Clifton Corridor Transit Initiative – AIEV Update
The following message is from Betty Willis, AIEV Board member:
Dear Clifton Corridor Neighbor,
This time next year, voters throughout Georgia will be going to the polls to vote on the Transportation Investment Act (TIA) referendum which would allow for a special one cent sales tax to pay for transportation projects, specific to regions in which the tax is collected. A number of Atlanta leaders have likened this unprecedented opportunity to transform the region’s transportation system and the resulting economic development benefits, to Atlanta hosting the 1996 summer Olympics. Now is the time for you to have a voice in Atlanta’s future and to help ensure the quality of life you want and deserve. I write to urge your participation in this critically important process.

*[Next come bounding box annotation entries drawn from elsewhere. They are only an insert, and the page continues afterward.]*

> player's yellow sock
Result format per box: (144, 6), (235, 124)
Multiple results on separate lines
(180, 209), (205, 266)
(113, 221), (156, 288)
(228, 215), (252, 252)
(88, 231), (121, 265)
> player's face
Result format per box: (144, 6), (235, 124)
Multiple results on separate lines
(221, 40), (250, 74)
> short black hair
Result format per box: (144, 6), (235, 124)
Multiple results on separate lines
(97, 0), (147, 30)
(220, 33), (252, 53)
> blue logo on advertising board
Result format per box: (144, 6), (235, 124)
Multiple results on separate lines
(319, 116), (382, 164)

While the July 2012 primary election is a year away, the selection of projects that will be voted on in the Atlanta metro region is being drafted right now by 21 elected officials from the 10-county Atlanta Regional Commission (ARC) region, who comprise the Roundtable (see attached list). One of the projects, the Clifton Corridor Transit Initiative (CCTI), is of particular importance to the thousands of employees and residents who work and live in the Clifton Corridor, as it would have a significantly positive impact by reducing congestion and provide a much-needed alternative to single occupancy vehicles. The CCTI is a proposed new transit line linking the Clifton Corridor to the existing Lindbergh MARTA station, as well as a new link from Armour Yard, connecting to MARTA’s red and gold lines, which would provide access to Doraville, North Springs and the airport. The CCTI is one of the priority transit projects currently being considered and it must remain on the list being formed by the Roundtable in order to receive funding in the future. The Roundtable will be making recommendations on which transit projects they support keeping on the draft final list, due by August 15. Following public hearings in August and September, the final list will be voted on for approval on October 15.

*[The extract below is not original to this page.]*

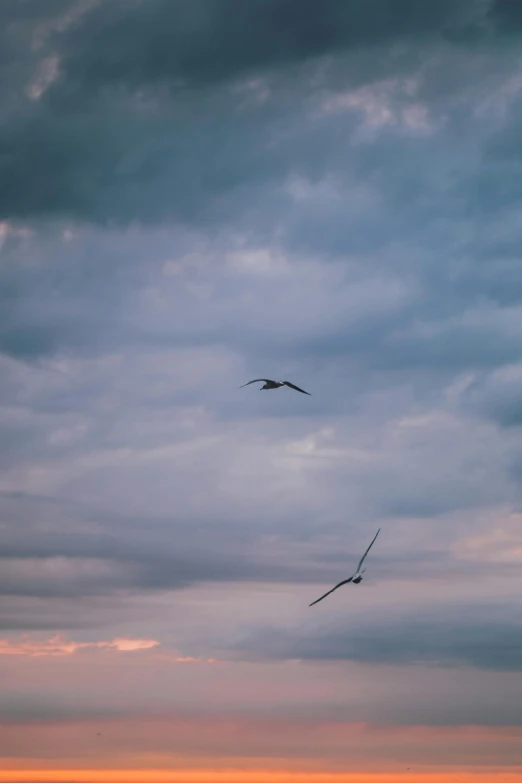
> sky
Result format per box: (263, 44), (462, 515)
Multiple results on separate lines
(0, 0), (522, 783)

To provide some background on the current process underway, the TIA, approved by the General Assembly in 2010, divided the State into 12 regions, each charged with providing a list of transportation projects of importance to those regions. Each of the 12 regions are guided by elected officials (the county commission chair and one mayor from each county), who comprise the Roundtable for each of these regions, and they will ultimately decide the projects to be voted on by the citizens of their regions.
This past spring, elected officials from the 10 ARC counties submitted their “wish lists” of projects to Todd Long, Planning Director for the GA Department of Transportation (GDOT), which totaled $22.9 billion. Because the one cent sales tax is estimated to generate between $6-7 billion for the ARC region over a ten year period, this list must be significantly reduced by the Roundtable to reflect projects that could be funded within this revenue range. There are specific criteria for a project to be considered for the final list, including factors such as providing connectivity across the region, relieving traffic congestion, serving major employment centers, supporting job creation, being able to be delivered within 10 years, and having strong community support.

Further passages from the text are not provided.